When you get directory data out of a directory using getdents(2),
you pass it a buffer to copy data out into.

The way this works is that the data is externalized in a format
thats documented in dirent.h; this happens to match that of the
struct direct in /sys/ufs/ufs/dir.h; for Linux, this is not
true.

Because the directory entries are translated on copyout for the
Linux programs so that they see their native format, that means
you can end up with more or less entries copied out, depending
on the relative size of the on disk directory entry, and the
Linux representation.

Generally, I think the Linux stuff is actually smaller or the
same size.  If so, then there's only a problem when the return
buffer is smaller than 512b.

Now here's the problem.  It seems that a partial directory block
is being scanned and copied out.  What this means is that it's
going to want to restart the scan.  Since the directory entry
blocks copied to user space are just "snapshots", and another
process could go in and change the block so that it was different
from the copy, the code doesn't trust that that's not happened,
when it's asked to seek to a non-directory entry block aligned
boundary.

So what it's supposed to do in the incremental backoff strategy,
is to back off to the start of the partial block, and read forward,
to verify that the boundary is actually the start of a valid
directory entry block.  It had to do this, since if the file that
was there was deleted, the deletion would have been accomplished
by adding the entry to the actual allocation size of the record
immediately prior to it.  So all it's trying to do is ensure that
the record will be valid, rather than being a phantom of a now
deleted file.  This is actually a little more complicated, since
the block may also have been coalesced since the last time the
process read it.  If that's happened (due to an allocation of an
entry after the coelesce space), then the correct action is to
read the entry one back, and return it, since it was coelesced
back from the end.  Worst case, this will result in a duplicate
display entry; it's the job of the user space program to do the
duplicate elimination.


Really, it would probably be most correct to "short change" the
caller on the entries returned, and use only precisely increments
of even directory entry blocks.  This will eliminate the restart
problem, unless the Linux program calling the getdents() gives
you too small a buffer -- this is unlikely, since the minimum it
is required to give you is enough to return one record with the
largest possible name, plus other returned directory data, like
the inode number, flags, and so on, which live in the entry.

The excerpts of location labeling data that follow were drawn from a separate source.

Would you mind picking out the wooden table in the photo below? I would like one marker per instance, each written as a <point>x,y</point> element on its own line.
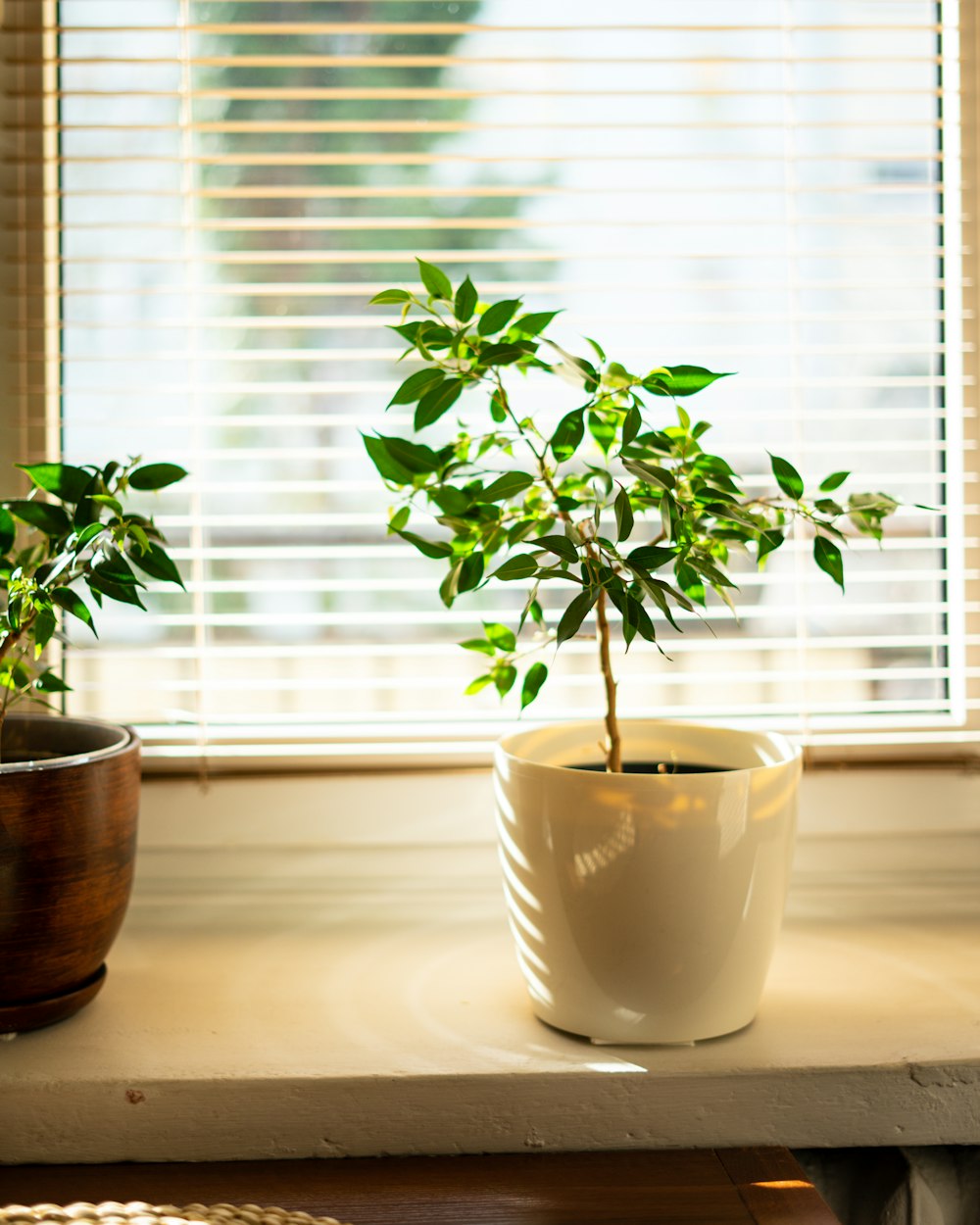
<point>755,1186</point>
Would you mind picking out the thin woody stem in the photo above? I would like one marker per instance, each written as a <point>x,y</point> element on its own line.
<point>612,745</point>
<point>612,740</point>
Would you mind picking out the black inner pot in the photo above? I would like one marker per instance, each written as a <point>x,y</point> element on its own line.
<point>661,767</point>
<point>42,738</point>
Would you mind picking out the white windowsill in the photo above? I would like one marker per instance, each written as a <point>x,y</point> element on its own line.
<point>274,999</point>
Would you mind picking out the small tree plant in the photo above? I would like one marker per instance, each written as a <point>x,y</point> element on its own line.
<point>618,509</point>
<point>79,534</point>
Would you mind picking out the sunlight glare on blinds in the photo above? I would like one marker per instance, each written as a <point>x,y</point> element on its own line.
<point>768,187</point>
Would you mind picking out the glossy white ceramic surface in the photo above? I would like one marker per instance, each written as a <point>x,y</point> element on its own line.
<point>646,906</point>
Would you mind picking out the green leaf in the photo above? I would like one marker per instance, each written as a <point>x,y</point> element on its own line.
<point>429,548</point>
<point>450,500</point>
<point>470,572</point>
<point>690,582</point>
<point>631,609</point>
<point>496,318</point>
<point>509,485</point>
<point>833,481</point>
<point>157,475</point>
<point>504,679</point>
<point>108,500</point>
<point>787,476</point>
<point>651,473</point>
<point>480,682</point>
<point>623,515</point>
<point>522,566</point>
<point>560,545</point>
<point>8,530</point>
<point>437,402</point>
<point>87,535</point>
<point>43,628</point>
<point>681,380</point>
<point>466,302</point>
<point>390,295</point>
<point>49,519</point>
<point>631,426</point>
<point>828,506</point>
<point>709,569</point>
<point>114,566</point>
<point>576,612</point>
<point>435,279</point>
<point>156,563</point>
<point>400,518</point>
<point>504,354</point>
<point>568,434</point>
<point>534,677</point>
<point>768,542</point>
<point>533,324</point>
<point>450,586</point>
<point>72,602</point>
<point>603,429</point>
<point>50,682</point>
<point>829,559</point>
<point>60,479</point>
<point>500,636</point>
<point>397,460</point>
<point>651,557</point>
<point>481,645</point>
<point>123,593</point>
<point>416,386</point>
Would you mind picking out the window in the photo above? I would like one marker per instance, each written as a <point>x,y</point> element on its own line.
<point>207,192</point>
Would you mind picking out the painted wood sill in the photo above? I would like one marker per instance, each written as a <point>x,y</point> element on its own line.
<point>348,1022</point>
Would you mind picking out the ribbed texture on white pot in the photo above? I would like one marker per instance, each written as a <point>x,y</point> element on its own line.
<point>646,906</point>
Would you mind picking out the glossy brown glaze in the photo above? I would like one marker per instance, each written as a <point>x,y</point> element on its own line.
<point>68,842</point>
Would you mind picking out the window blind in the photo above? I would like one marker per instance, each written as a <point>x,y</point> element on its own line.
<point>211,190</point>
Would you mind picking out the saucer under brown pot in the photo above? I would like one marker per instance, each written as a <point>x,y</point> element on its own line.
<point>69,804</point>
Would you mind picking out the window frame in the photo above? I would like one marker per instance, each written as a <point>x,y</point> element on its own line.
<point>29,416</point>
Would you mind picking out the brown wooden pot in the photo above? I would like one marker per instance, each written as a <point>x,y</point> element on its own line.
<point>69,803</point>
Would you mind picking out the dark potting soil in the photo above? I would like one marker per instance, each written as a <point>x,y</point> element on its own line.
<point>658,768</point>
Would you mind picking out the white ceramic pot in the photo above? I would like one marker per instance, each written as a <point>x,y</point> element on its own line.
<point>646,906</point>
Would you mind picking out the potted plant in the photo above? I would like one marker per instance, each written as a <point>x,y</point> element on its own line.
<point>69,788</point>
<point>646,885</point>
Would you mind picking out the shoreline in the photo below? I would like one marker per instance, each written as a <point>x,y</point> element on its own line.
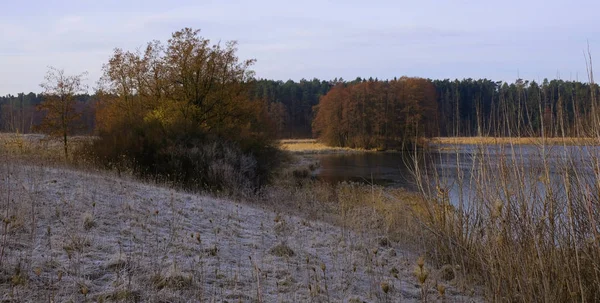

In any case, it's legal for your system call to complain that the
buffer is too small, and refuse to return data unless given a bigger
buffer.  In practice, I think you'll find that this will never
happen, since the Linux people aren't any more fond of restarting
in the middle of a directory block than anyone who doesn't want to
deal with duplicate suppression and possibly stale data.

The cookie interface was really put in there for NFS, and as you
can see above, it wasn't really necessary to put it in.  To get
around the potential consumer/provider buffer size mismatch, NFS
could have used the incremental backoff strategy, and been exactly
as reliable in its one-at-a-time directory entry reading as it is
with the cookie approach.

A more ideal interface would seperate the lookup from the data
externalization process, which would let the FS _always_ return
some multiple of directory entry block size for whatever the
underlying FS was, and then externalize it into a user buffer
with another VOP which took the FS specific data, and copied it
out into the user visible format in the user's buffer.  This
would have the advantage of being able to cache FS specific
format "snapshot" data for things like NFS, with a short lived
cache, such that reasonable clients would never have the stale
data problem (clients that started a read, and waited a month
before requesting the next entry would be on their own).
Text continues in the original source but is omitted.